It is good that Torrence likes herself, because she is about as popular on the women's track scene as bunions. "Nobody likes her," says Cuthbert. "Nobody on her own team likes her! She's the biggest bitch in track. I'd like to kick Gwen's butt, I swear. If she says one more thing to me, I will."
If this sounds childish, it's because childishness is at the heart of the 100-meter event. Every little girl sprinted on field day in kindergarten; the winner got a blue ribbon. Then the girls all went on to other things. But sprinters somehow became defined by their talent. The faster you were, the slower you got to walk, the more daring you got to dress. And since the race takes only 11 seconds, the competition among sprinters seems to stretch out in other, odd ways. Cuthbert and Torrence, for instance, seem to have a vogue-a-thon going, with Cuthbert ahead right now in Skimpiest Leotard and Torrence way ahead in Coolest Hair Weaves. ("This one I've got on right now?" Torrence says. "Three hundred fifty dollars.") It's pretty much a dead heat in Vicious Quotes.
None of that gets to Torrence. But last summer something got to her. At the World Championships in Göteborg she was disqualified in the 200, which she won by four meters, for stepping out of her lane. When the DQ was announced, there were cheers from the Jamaican team and delegation, including second-place finisher Merlene Ottey, then Torrence's idol, who was declared the winner and who then ripped Torrence in a press conference. That made Torrence cry. She is a crier anyway. She cries over Little House on the Prairie. You should have seen her dissolve in tears on the victory stand in Barcelona at the playing of the national anthem after her victory in the 200. But the '95 worlds were one of the few occasions she let the poisons of the track world get to her tear ducts. "Merlene called me a cheater," Torrence says. "That hurt me inside."
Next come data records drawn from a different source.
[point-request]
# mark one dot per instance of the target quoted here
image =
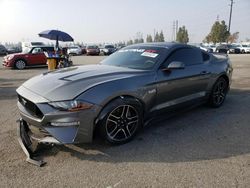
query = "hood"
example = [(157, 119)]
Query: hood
[(68, 83)]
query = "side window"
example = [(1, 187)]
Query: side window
[(205, 57), (189, 56), (36, 50)]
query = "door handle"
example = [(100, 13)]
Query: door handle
[(204, 72)]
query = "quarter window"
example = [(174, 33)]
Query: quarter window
[(189, 56)]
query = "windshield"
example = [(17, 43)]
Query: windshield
[(92, 47), (26, 50), (109, 46), (135, 57)]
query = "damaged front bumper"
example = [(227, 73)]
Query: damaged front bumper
[(24, 139)]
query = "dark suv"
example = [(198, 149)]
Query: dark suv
[(30, 57), (108, 49), (228, 49), (3, 50)]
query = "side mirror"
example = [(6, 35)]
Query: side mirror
[(176, 65)]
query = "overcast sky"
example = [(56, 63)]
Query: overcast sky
[(95, 21)]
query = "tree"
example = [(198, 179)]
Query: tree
[(139, 38), (233, 38), (218, 33), (129, 42), (161, 37), (149, 38), (182, 35), (156, 37)]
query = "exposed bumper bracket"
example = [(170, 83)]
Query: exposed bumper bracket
[(24, 141)]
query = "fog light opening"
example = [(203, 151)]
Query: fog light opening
[(65, 124)]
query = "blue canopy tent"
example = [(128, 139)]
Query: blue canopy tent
[(56, 35)]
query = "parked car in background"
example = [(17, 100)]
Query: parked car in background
[(228, 49), (31, 57), (92, 50), (212, 46), (74, 50), (199, 45), (243, 48), (121, 94), (108, 49), (3, 50), (13, 50), (83, 49)]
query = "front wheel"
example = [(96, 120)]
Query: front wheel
[(122, 122), (219, 92)]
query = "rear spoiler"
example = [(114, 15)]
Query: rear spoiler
[(219, 54)]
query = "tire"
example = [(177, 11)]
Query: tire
[(20, 64), (121, 122), (219, 92)]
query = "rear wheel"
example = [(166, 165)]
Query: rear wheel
[(20, 64), (122, 122), (219, 93)]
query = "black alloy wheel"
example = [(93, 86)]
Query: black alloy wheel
[(219, 92), (121, 123)]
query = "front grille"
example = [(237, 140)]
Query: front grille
[(30, 107)]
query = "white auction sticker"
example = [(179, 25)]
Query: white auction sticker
[(149, 54)]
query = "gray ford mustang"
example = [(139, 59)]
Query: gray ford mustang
[(119, 95)]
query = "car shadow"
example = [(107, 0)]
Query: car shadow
[(200, 134), (8, 88)]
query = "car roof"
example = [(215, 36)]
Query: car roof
[(42, 47), (163, 44)]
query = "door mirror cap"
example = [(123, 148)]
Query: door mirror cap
[(176, 65)]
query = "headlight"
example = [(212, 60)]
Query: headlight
[(10, 57), (71, 106)]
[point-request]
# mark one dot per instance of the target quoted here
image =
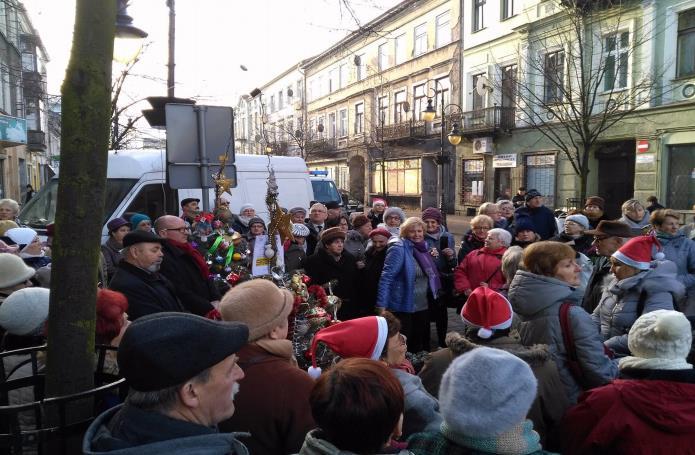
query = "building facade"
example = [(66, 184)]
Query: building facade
[(25, 139), (520, 62)]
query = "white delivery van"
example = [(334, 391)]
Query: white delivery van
[(136, 183)]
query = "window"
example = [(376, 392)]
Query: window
[(478, 99), (398, 112), (343, 75), (681, 184), (507, 9), (360, 67), (540, 174), (509, 81), (402, 177), (342, 131), (472, 182), (478, 23), (419, 100), (616, 55), (383, 56), (333, 80), (383, 110), (320, 127), (686, 44), (441, 88), (442, 32), (401, 55), (359, 118), (553, 74), (420, 40), (331, 125)]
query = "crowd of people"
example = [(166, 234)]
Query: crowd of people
[(577, 339)]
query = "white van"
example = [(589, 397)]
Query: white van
[(136, 183)]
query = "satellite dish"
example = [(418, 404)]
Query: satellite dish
[(482, 86)]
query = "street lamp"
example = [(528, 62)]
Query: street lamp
[(128, 37), (454, 137)]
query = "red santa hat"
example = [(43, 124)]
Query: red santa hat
[(488, 310), (638, 252), (362, 337)]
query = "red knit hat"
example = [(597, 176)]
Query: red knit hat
[(637, 252), (488, 310), (362, 337), (380, 231)]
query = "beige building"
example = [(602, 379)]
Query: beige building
[(365, 95)]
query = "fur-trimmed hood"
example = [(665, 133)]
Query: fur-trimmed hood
[(535, 355)]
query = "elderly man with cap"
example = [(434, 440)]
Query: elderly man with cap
[(298, 215), (186, 268), (137, 276), (333, 210), (189, 209), (111, 249), (356, 239), (332, 262), (14, 275), (541, 216), (609, 236), (183, 374), (317, 220), (278, 417)]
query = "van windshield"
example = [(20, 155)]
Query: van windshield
[(326, 191), (40, 210)]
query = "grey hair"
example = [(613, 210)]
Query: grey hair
[(630, 205), (11, 203), (165, 399), (483, 209), (511, 262), (504, 236)]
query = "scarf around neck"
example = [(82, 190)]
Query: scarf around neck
[(424, 259), (194, 254)]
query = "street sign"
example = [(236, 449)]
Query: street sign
[(195, 134)]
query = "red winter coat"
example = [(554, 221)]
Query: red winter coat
[(633, 417), (481, 265)]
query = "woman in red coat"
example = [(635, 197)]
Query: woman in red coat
[(650, 409), (483, 267)]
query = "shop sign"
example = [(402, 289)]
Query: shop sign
[(508, 160)]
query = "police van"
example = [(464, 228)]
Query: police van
[(136, 183)]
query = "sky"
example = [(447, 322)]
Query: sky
[(213, 38)]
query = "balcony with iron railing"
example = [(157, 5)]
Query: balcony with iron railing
[(402, 130), (487, 121), (36, 141)]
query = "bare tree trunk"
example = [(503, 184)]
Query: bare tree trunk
[(86, 106)]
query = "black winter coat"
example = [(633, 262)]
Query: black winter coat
[(147, 292), (369, 280), (322, 268), (193, 291)]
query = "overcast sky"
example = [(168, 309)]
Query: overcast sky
[(213, 37)]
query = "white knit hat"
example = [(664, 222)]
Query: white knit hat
[(24, 311), (661, 334), (13, 270)]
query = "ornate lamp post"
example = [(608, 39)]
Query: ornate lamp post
[(454, 137)]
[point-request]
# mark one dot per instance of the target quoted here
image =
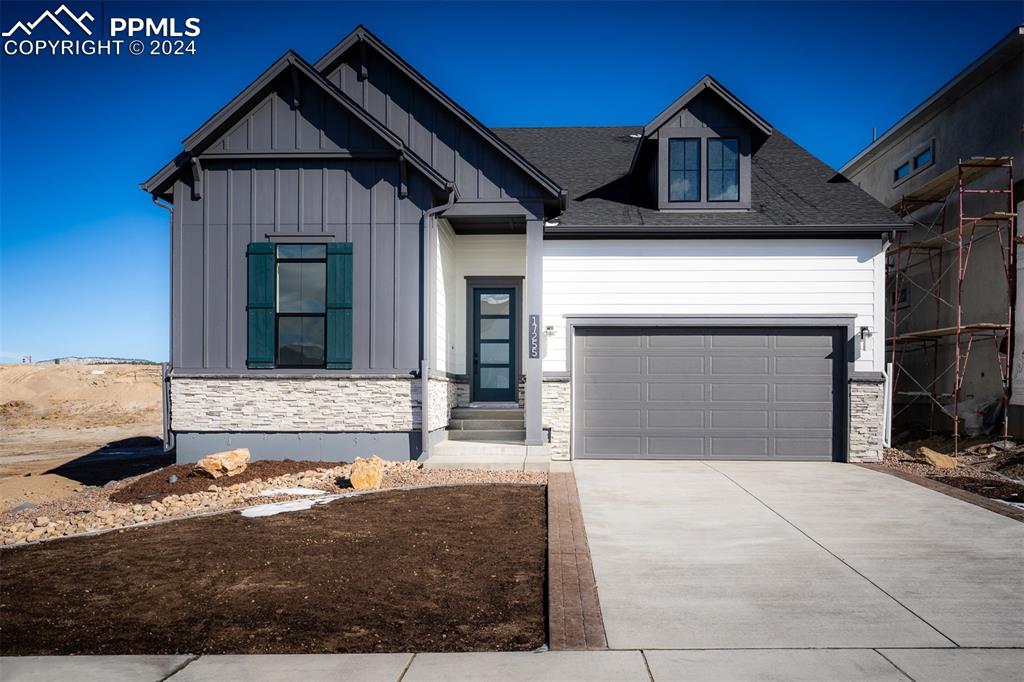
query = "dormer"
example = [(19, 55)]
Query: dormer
[(695, 155)]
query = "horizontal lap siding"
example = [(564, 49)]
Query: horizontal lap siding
[(713, 278)]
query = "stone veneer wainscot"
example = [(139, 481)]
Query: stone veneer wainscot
[(321, 403)]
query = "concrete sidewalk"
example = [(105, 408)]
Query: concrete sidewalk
[(629, 666)]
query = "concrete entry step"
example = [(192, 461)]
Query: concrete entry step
[(477, 424), (487, 413), (488, 435), (481, 455)]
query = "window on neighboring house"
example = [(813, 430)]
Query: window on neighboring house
[(301, 305), (684, 169), (923, 158), (723, 169)]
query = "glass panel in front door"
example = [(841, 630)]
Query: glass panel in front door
[(494, 345)]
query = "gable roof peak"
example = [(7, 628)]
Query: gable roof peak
[(709, 82), (220, 121), (364, 36)]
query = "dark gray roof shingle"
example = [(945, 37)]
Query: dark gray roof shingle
[(790, 186)]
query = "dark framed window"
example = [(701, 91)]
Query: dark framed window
[(923, 158), (723, 169), (301, 305), (684, 169)]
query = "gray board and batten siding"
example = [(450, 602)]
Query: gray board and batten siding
[(709, 393), (446, 137), (285, 193), (295, 169)]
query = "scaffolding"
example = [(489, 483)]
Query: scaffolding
[(906, 256)]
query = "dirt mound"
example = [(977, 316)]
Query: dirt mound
[(993, 489), (437, 569), (78, 396), (155, 485)]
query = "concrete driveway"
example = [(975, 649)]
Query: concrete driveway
[(692, 555)]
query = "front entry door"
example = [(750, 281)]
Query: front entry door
[(494, 345)]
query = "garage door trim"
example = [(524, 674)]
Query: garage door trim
[(841, 323)]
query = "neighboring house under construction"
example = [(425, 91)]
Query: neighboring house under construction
[(952, 167)]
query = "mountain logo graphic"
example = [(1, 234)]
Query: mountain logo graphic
[(69, 15)]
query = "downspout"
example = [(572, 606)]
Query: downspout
[(166, 370), (429, 228)]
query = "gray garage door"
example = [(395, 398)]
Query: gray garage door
[(707, 393)]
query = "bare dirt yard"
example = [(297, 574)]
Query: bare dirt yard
[(56, 421), (452, 568), (989, 467)]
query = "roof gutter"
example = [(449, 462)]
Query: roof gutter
[(724, 230)]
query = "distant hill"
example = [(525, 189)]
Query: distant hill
[(75, 359)]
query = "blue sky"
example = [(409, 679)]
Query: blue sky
[(84, 253)]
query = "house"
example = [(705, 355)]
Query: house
[(953, 295), (359, 265)]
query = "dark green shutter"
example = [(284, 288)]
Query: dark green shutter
[(339, 305), (260, 307)]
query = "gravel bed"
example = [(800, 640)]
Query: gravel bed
[(977, 472), (902, 461), (92, 509)]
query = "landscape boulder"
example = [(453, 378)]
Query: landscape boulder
[(936, 459), (228, 464), (367, 474)]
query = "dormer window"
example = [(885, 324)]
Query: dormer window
[(695, 156), (684, 169), (723, 169)]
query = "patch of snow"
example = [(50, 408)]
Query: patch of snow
[(284, 507), (273, 493)]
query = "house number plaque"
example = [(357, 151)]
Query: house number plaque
[(535, 337)]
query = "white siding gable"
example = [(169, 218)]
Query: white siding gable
[(713, 278)]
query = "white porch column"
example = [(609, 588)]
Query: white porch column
[(535, 313)]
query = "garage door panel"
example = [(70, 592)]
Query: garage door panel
[(740, 365), (727, 446), (707, 393), (674, 392), (601, 365), (675, 419), (657, 341), (810, 340), (803, 419), (611, 419), (802, 392), (722, 342), (801, 448), (739, 392), (804, 366), (625, 390), (611, 341), (675, 446), (606, 445), (739, 419), (674, 365)]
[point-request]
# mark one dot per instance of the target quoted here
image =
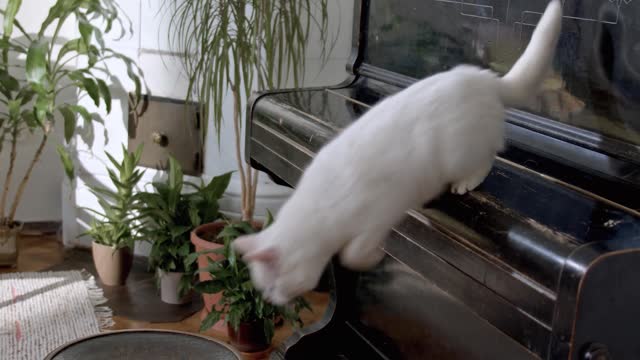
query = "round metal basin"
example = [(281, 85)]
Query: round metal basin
[(145, 344)]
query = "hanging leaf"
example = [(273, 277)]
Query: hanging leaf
[(106, 94), (36, 68), (69, 122), (67, 163), (9, 16), (86, 31), (82, 111)]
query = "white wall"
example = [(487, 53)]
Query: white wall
[(163, 74), (41, 200)]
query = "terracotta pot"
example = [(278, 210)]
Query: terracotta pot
[(169, 288), (202, 238), (9, 244), (113, 265), (250, 337), (199, 238)]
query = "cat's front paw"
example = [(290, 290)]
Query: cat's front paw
[(467, 185)]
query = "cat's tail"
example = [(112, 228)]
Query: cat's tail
[(522, 82)]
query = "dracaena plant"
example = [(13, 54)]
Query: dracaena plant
[(240, 46), (173, 210), (36, 67), (241, 302), (118, 224)]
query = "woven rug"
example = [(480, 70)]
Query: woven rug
[(41, 311)]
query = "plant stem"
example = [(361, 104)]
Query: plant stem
[(27, 176), (236, 125), (7, 182)]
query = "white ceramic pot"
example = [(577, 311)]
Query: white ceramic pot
[(169, 285)]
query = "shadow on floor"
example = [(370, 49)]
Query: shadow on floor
[(137, 300)]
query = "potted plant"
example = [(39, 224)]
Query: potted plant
[(241, 46), (34, 70), (171, 213), (250, 319), (115, 229)]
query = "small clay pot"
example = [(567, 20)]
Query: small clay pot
[(249, 337), (9, 244), (113, 265), (198, 240), (202, 238), (170, 286)]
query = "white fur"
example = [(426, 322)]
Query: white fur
[(443, 131)]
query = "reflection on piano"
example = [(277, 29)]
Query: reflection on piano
[(540, 262)]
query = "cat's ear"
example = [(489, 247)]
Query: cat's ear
[(250, 247), (265, 255)]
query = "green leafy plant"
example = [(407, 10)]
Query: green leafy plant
[(118, 225), (240, 301), (242, 45), (171, 213), (30, 89)]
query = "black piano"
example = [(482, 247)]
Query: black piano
[(542, 261)]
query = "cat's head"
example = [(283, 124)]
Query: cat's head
[(264, 263), (279, 279)]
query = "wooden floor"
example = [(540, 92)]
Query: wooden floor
[(47, 253)]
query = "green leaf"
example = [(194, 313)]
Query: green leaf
[(209, 287), (9, 16), (92, 89), (86, 30), (8, 84), (190, 260), (106, 95), (36, 68), (229, 232), (212, 318), (69, 122), (76, 45), (67, 163), (218, 185), (82, 111), (41, 108), (179, 230)]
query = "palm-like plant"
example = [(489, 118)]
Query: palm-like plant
[(30, 92), (118, 225), (239, 45), (171, 213)]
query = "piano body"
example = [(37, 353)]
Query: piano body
[(541, 261)]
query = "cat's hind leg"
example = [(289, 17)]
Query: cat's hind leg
[(363, 252)]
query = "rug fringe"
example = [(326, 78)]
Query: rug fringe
[(104, 314)]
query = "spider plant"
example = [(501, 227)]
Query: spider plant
[(241, 303), (240, 46), (30, 89)]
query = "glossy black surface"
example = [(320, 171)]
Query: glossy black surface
[(534, 259), (596, 79)]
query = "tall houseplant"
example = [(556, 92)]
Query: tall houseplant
[(30, 89), (116, 228), (170, 213), (240, 46)]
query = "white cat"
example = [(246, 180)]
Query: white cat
[(442, 131)]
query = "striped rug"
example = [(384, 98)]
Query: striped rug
[(41, 311)]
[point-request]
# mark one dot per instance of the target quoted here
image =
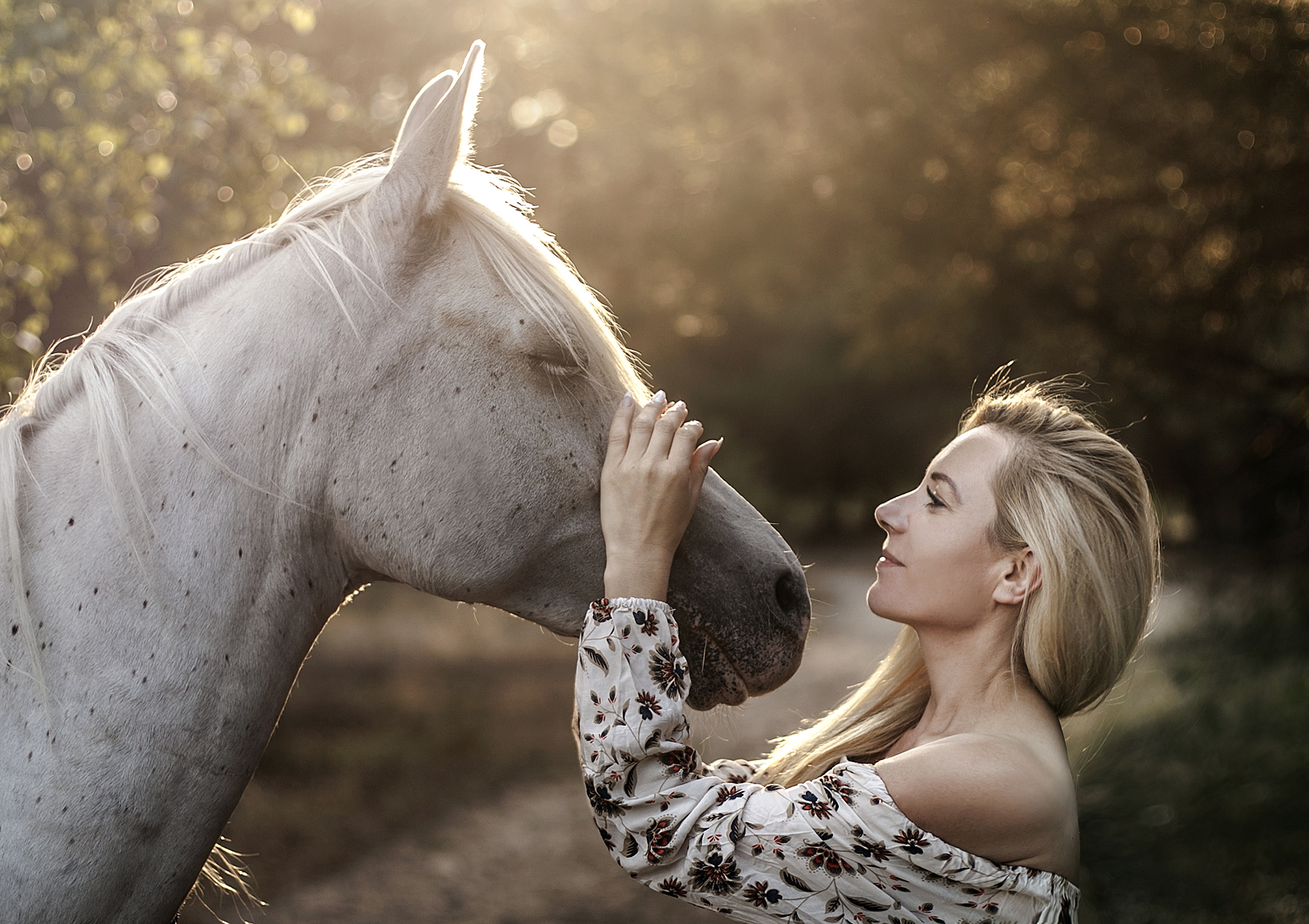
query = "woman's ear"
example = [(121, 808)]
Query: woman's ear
[(1022, 578)]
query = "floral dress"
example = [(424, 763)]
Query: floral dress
[(832, 850)]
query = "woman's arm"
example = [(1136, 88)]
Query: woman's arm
[(829, 850)]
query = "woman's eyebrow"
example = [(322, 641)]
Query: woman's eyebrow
[(950, 483)]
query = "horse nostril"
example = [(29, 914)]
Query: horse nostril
[(794, 596)]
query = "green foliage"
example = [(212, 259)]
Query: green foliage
[(1200, 816), (821, 222), (141, 135), (824, 222)]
But she has had time to think about the Jamaicans and all the other people who would love to see her fall on the bottom of her USA racing skin this summer in Atlanta. "My preacher said something in church the other day," Torrence says. "He said, 'How can a person like you when they don't like themselves?' When somebody has no reason on this earth to dislike me, they must dislike themselves."
Torrence is trying to be more careful these days, trying to think things out before she speaks to reporters, trying to bite her lip and unball her fists before proceeding. "She's just now learning how to control herself, to not let her background creep up like a monster, like an evil twin," says Davis. "Because one side of Gwen is really great, and the other side is an awful person."
The problem is, Ms. Awful Person gets most of the press. "Oh, yeah, the media love that type of stuff," Torrence says, staring at Danny! (special guest: Divine Brown). "They have an obsession with the bad. I'm sorry I'm not this bad person people want me to be. I'm a much better person." And if she had to go on one of those talk shows to tell her side of the story? "Oprah" she says. "Definitely Oprah." ("Widely Hated Track Divas.")
All of this is what makes Torrence the Reluctant Olympic Heroine. But look at it from her side. If you had a brother who could not run, could not walk, could use only his wrists, neck and head, would you want the world to make a big deal out of how fast you make it from one end of a football field to the other?